There was much mirth and scoffing from the pair of them.
‘You?’ derided Helen. ‘But she’s always telling me I’m hopeless. For failing my exams twice and having a poxy job. Every second day she tells me to get out and never come back. At this stage, I worry when she doesn’t.
‘It’s true, I swear.’ She nodded at my disbelieving face.
‘No, it’s me she really hates,’ Anna said. If I hadn’t known better I’d have thought she was boasting.
‘And she can’t stand Shane. She’s always asking why he doesn’t have a company car.’
‘Why doesn’t he have a company car?’ Helen asked. ‘Just out of curiosity.’
‘Because he doesn’t have a job, stupid!’ Anna said, rolling her eyes.
My spirits lifted an atom or two. I tentatively began to think that maybe I wouldn’t commit suicide or run away to sea just yet. That perhaps all wasn’t entirely lost.
‘Is she really mean to you?’ I croaked. ‘Or are you only trying to be nice.’
‘I don’t do nice,’ Helen said scornfully. ‘And, yes, she’s horrible to both of us.’

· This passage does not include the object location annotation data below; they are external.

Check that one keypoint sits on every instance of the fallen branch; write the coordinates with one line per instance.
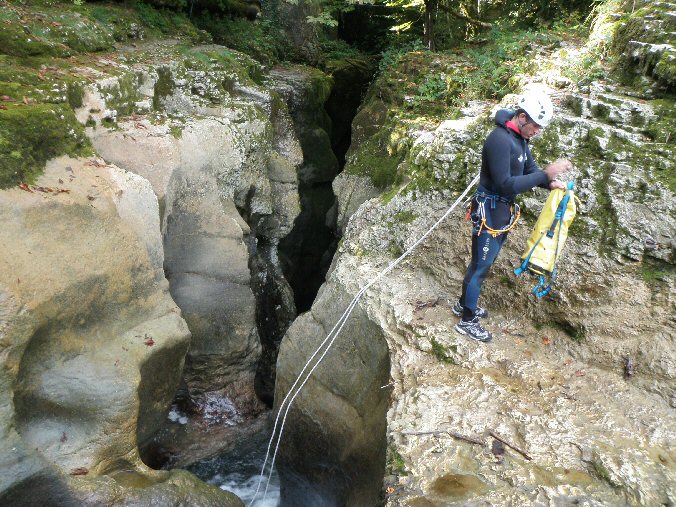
(497, 437)
(471, 440)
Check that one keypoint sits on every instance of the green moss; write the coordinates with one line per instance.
(164, 87)
(655, 272)
(395, 462)
(600, 112)
(123, 95)
(576, 332)
(508, 282)
(443, 352)
(394, 249)
(405, 217)
(75, 94)
(373, 159)
(17, 41)
(547, 147)
(31, 135)
(176, 132)
(263, 41)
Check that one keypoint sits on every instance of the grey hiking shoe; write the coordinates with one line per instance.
(480, 311)
(474, 330)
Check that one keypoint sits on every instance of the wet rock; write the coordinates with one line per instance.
(93, 349)
(224, 181)
(342, 410)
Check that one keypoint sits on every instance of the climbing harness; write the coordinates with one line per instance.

It was glorious for that terrible apocalyptic depression to lift, even momentarily.
Helen awkwardly pawed at my hand and I was so touched by her attempt at affection that tears came to my eyes, for the eighty-ninth time that day.
‘She’s a mother,’ Helen told me wisely. ‘It’s her job to shout at us. She’d be stripped of her badge if she didn’t.’
‘It’s nothing personal,’ Anna agreed. ‘She thinks if she gives out shite to us that we’ll make something of ourselves. Not just you. She does it to all of us!’